In the mission field the expansion of the order was equally great. Missions were established by Saint Francis Xavier in India and Japan, and the order spread to the interior of China and the coast of Africa. Letters from the Jesuit missionaries in Canada, containing ethnological, historical, and scientific information, were published as the Jesuit Relations and form a unique and valuable source of information about the native tribes of that country. The most famous work of the Jesuit missionaries in the New World, however, was the establishment in the order's South American provinces of reductions, or village communities of native peoples under the spiritual and temporal direction of the priests. The most successful were the reductions of Paraguay. In that country for almost 200 years the Jesuits governed a communal nation of Native Americans, founding 32 villages with a total population of about 160,000; they taught the Native Americans agriculture, mechanical arts, and commerce and trained a small army for defense of the settlements.

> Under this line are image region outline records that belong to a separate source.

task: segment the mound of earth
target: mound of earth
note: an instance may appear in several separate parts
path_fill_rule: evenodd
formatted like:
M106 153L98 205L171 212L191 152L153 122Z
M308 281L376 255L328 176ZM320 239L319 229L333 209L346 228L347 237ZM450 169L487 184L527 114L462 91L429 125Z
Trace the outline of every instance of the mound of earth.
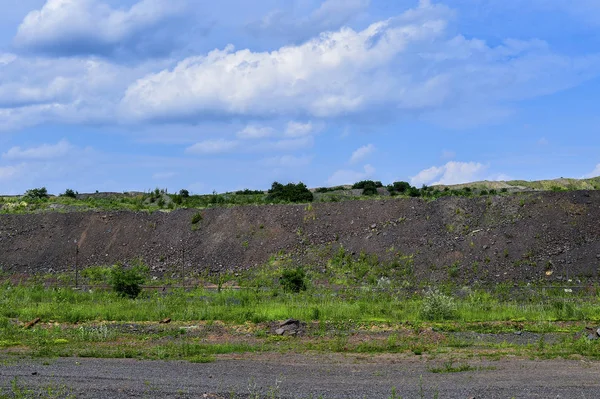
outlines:
M200 212L201 216L194 216ZM192 223L192 219L197 223ZM142 259L155 275L243 270L277 253L325 262L343 246L412 255L418 279L596 279L600 192L356 200L173 212L0 215L0 267L52 273ZM452 268L452 273L449 273Z

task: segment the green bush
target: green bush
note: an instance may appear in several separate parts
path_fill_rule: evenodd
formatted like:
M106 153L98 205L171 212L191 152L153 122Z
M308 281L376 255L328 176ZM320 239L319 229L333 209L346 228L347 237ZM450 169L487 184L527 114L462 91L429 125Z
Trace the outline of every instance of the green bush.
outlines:
M395 181L388 186L388 191L390 194L404 194L407 192L412 186L405 181Z
M204 219L202 212L196 212L194 213L194 216L192 216L192 224L198 224L200 221L202 221L202 219Z
M359 182L356 182L352 185L353 189L365 189L366 187L375 187L375 188L380 188L383 187L383 184L380 181L373 181L373 180L361 180Z
M141 285L146 280L147 273L148 267L141 264L130 269L115 265L110 271L110 285L122 297L134 299L142 292Z
M313 193L302 182L288 183L285 186L274 182L268 194L267 200L269 201L312 202L313 200Z
M25 197L30 199L46 199L49 197L48 190L46 187L32 188L31 190L25 191Z
M454 299L439 290L429 290L423 298L421 318L424 320L451 320L456 317Z
M296 269L287 269L281 273L279 279L285 291L300 292L306 290L306 273L301 267Z
M77 198L77 193L71 190L70 188L67 188L62 196L69 198Z
M236 195L259 195L264 194L261 190L250 190L248 188L244 190L238 190L235 192Z

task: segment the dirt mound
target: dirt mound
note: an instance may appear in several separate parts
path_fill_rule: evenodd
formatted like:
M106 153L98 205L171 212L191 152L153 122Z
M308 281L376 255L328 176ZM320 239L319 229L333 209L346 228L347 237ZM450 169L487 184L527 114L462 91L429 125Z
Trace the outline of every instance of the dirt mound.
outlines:
M265 205L156 212L0 216L0 266L47 273L143 259L156 275L240 270L280 251L325 262L343 247L412 255L417 278L540 281L595 279L600 192L544 192Z

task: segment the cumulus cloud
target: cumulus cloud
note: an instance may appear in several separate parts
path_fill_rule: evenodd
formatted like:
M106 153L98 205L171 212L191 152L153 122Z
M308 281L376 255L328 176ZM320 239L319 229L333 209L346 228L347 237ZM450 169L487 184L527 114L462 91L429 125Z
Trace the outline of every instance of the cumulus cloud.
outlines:
M339 29L369 7L370 0L325 0L308 15L275 10L261 20L248 24L255 35L305 40L323 31Z
M152 179L154 180L167 180L172 179L177 176L175 172L158 172L152 175Z
M360 180L371 178L375 174L375 168L369 164L365 165L363 171L340 169L335 171L327 184L329 186L339 186L343 184L353 184Z
M596 165L596 168L588 173L587 175L584 176L584 178L592 178L592 177L600 177L600 163L598 165Z
M14 41L20 48L54 55L168 53L177 26L173 22L186 11L183 0L141 0L129 9L99 0L47 0L27 14Z
M237 141L216 139L216 140L204 140L188 147L185 152L187 154L222 154L231 152L238 146Z
M478 162L448 162L422 170L411 178L413 186L437 184L461 184L482 180L488 166Z
M263 139L272 136L274 133L273 128L267 126L248 125L237 132L236 136L240 139Z
M7 160L45 160L64 157L73 149L67 140L61 140L56 144L42 144L39 147L21 148L12 147L2 154Z
M10 57L0 63L0 131L43 123L115 123L122 93L168 65L118 65L97 58Z
M373 144L368 144L360 147L356 151L352 153L350 157L350 163L357 163L371 155L375 151L375 146Z
M285 129L285 135L287 137L302 137L308 136L316 130L317 128L311 122L301 123L290 121Z
M312 159L313 157L310 155L280 155L276 157L263 159L261 161L261 164L269 167L301 168L310 165Z
M246 150L249 152L290 152L310 148L314 145L314 143L315 140L312 138L312 136L306 136L291 139L263 141L247 147Z
M342 28L271 52L230 45L139 79L121 111L138 121L191 122L405 112L469 127L506 118L514 101L600 74L598 55L561 56L539 40L492 47L451 35L452 18L448 8L422 2L362 31Z

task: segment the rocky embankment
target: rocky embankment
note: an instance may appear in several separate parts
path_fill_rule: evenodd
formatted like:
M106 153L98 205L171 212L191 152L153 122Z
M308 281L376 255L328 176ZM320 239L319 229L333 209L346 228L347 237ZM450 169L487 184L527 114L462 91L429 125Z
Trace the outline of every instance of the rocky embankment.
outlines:
M0 215L0 267L52 273L76 258L82 268L141 258L156 275L214 273L280 252L326 262L342 245L380 259L412 255L416 277L432 281L599 276L599 191L212 208L192 224L197 212Z

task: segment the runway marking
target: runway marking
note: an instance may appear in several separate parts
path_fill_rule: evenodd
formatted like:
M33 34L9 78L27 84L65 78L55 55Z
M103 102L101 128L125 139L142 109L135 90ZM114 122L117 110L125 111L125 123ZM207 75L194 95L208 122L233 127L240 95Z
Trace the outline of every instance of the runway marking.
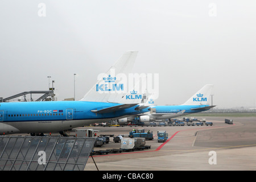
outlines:
M159 146L158 148L156 148L155 150L149 150L149 151L138 151L138 152L125 152L125 153L119 153L119 154L106 154L106 155L95 155L93 156L93 157L98 157L98 156L110 156L110 155L122 155L122 154L137 154L137 153L143 153L143 152L156 152L159 151L166 143L168 143L170 140L171 140L175 135L180 133L180 131L190 131L190 130L205 130L205 129L216 129L216 128L220 128L220 127L230 127L232 125L229 125L226 126L215 126L215 127L204 127L204 128L197 128L197 129L189 129L189 130L180 130L176 131L174 134L173 134L168 140L167 140L165 142L163 143L160 146ZM256 144L255 144L256 145ZM226 148L226 147L223 147ZM172 150L172 151L195 151L195 150L206 150L206 149L195 149L195 150ZM172 150L168 150L168 151L172 151Z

The history of the Jesuit order has been marked by a steadily increasing prejudice against it, especially in Roman Catholic countries. Their devotion to the papacy called forth opposition from nationalistic rulers and leaders, and their zeal for ecclesiastical reform antagonized the clergy. At one time or another the order has been expelled from every country in Europe, and in 1773 a coalition of powers under Bourbon influence induced Pope Clement XIV to issue a brief suppressing the order. Frederick II, king of Prussia, and Catherine II, empress of Russia, both admirers of Jesuit education and scholarship, refused, however, to give the brief the publication necessary to make it effective, and in those countries the order survived in local organizations until 1814, when Pope Pius VII reestablished the Jesuits on a worldwide basis. Political and religious opposition also revived; since the reestablishment of the order, it has been free from attack only in Denmark, Sweden, Britain, and the United States.